The RPD designation means Bisantrene has the opportunity to be awarded a Priority Review Voucher (PRV) from the FDA at the time of marketing approval for the designated indication. A PRV grants the holder an accelerated six month review of a drug application by the FDA.
To be awarded the PRV, Race will need to conduct a clinical trial in the designated indication (childhood leukaemia) under a US IND (Investigational New Drug) application. The protocol, including the type and number of subjects, endpoint(s) and other parameters, will need to be agreed with the FDA, and the trial results will need to meet the agreed endpoint(s).
The commencement date, duration, size and cost of the trial will not be precisely known until the Company has further discussions with the FDA. Upon approval of Bisantrene for the designated indication, the PRV may be awarded by the FDA, but there is no guarantee of the award.
Once awarded, a PRV can be sold to another pharmaceutical company for use with another drug and indication.
The accelerated review conferred by the PRV can have very substantial value to some companies and accordingly there is an active secondary market for PRVs. Since 2016, PRVs have been selling in the range of US$110-130 million each (approx. A$150-175 million). More information on the PRV system including secondary market sale prices is available at: http://priorityreviewvoucher.org/
“This is a game-changing outcome for Race that adds substantial value to the Company,” said Race CEO, Peter Molloy.
“We already have clear evidence of efficacy in paediatric AML,” said Mr Molloy, referring to the case reports of two French girls who were successfully treated with Bisantrene during the 1980s and 1990s.
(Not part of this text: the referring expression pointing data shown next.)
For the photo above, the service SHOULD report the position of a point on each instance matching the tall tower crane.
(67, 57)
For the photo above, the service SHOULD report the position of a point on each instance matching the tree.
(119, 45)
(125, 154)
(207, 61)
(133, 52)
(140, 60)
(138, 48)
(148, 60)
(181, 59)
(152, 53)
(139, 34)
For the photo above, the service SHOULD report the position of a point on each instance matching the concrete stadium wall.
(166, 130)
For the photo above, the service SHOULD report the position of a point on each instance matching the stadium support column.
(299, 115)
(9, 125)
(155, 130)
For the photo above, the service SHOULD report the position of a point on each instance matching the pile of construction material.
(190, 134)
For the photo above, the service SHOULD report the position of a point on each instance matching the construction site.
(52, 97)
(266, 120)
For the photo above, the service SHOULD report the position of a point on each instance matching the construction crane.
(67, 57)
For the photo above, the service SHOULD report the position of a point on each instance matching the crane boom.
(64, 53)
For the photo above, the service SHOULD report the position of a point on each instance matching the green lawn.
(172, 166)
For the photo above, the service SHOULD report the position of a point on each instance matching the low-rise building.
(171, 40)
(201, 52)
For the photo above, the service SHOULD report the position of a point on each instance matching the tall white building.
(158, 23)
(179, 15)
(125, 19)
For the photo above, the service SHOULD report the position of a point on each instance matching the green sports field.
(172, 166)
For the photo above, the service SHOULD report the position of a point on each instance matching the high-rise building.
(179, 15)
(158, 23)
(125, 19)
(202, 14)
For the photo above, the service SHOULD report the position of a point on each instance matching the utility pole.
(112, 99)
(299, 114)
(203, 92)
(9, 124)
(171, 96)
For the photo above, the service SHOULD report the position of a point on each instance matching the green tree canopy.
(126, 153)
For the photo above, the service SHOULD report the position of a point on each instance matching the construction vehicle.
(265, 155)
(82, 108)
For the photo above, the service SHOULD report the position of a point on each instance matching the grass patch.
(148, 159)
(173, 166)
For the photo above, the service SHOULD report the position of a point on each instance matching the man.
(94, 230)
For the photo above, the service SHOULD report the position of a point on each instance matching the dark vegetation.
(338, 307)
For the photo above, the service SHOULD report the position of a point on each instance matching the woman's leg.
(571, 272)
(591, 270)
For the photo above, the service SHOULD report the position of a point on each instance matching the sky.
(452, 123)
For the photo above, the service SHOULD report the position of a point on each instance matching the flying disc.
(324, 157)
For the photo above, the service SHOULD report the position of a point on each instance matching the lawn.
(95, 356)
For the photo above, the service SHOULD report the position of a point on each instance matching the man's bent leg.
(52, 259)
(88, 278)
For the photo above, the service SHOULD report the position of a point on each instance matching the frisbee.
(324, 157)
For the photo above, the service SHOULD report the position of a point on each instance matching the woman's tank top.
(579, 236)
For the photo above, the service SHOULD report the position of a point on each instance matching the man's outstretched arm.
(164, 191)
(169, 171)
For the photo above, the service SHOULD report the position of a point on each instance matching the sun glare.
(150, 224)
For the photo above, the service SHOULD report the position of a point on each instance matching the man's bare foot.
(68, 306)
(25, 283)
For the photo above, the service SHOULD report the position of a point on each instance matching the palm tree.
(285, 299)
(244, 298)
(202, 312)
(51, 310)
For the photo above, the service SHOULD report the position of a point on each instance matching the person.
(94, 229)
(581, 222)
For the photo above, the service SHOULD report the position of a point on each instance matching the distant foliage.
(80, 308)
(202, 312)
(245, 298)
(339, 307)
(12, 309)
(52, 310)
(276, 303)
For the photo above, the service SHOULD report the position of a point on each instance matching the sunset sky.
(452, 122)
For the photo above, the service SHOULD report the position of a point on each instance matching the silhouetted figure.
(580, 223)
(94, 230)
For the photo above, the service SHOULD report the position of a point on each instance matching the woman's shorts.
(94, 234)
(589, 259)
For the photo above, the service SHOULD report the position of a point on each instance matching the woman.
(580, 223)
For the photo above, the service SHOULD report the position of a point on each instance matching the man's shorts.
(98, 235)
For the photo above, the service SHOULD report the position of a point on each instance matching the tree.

“To date, we have focused our clinical development plan on adult AML, which is the largest population of AML patients,” said Race CEO, Peter Molloy. “Now, in parallel to the adult program, we plan to expedite a paediatric program directed towards securing the PRV.”
The value of the PRV is entirely independent and in addition to the value for Bisantrene as a treatment for AML. Race indicated that its current intention is to sell the PRV if awarded.
“Selling the PRV does not affect the overall value of Bisantrene,” said Mr Molloy. “Bisantrene could still be launched, licensed or sold as a treatment for adult and paediatric AML, without any significant diminution of its value as a result of the PRV transaction.”
The RPD designation was granted in response to a submission from Race, which argued that childhood AML can be considered a substantively different disease to adult AML based on genetic markers disproportionately found in childhood AML and therefore that it constituted a “rare paediatric disease”.
The FDA agreed, stating that based on the Company’s submission, Bisantrene meets the requirements for a treatment that indication. Race’s submission included historical clinical efficacy and safety data on Bisantrene in childhood AML.
“Apart from the potential value of the PRV, the FDA designation is an important affirmation of the potential clinical value of Bisantrene,” said Mr Molloy.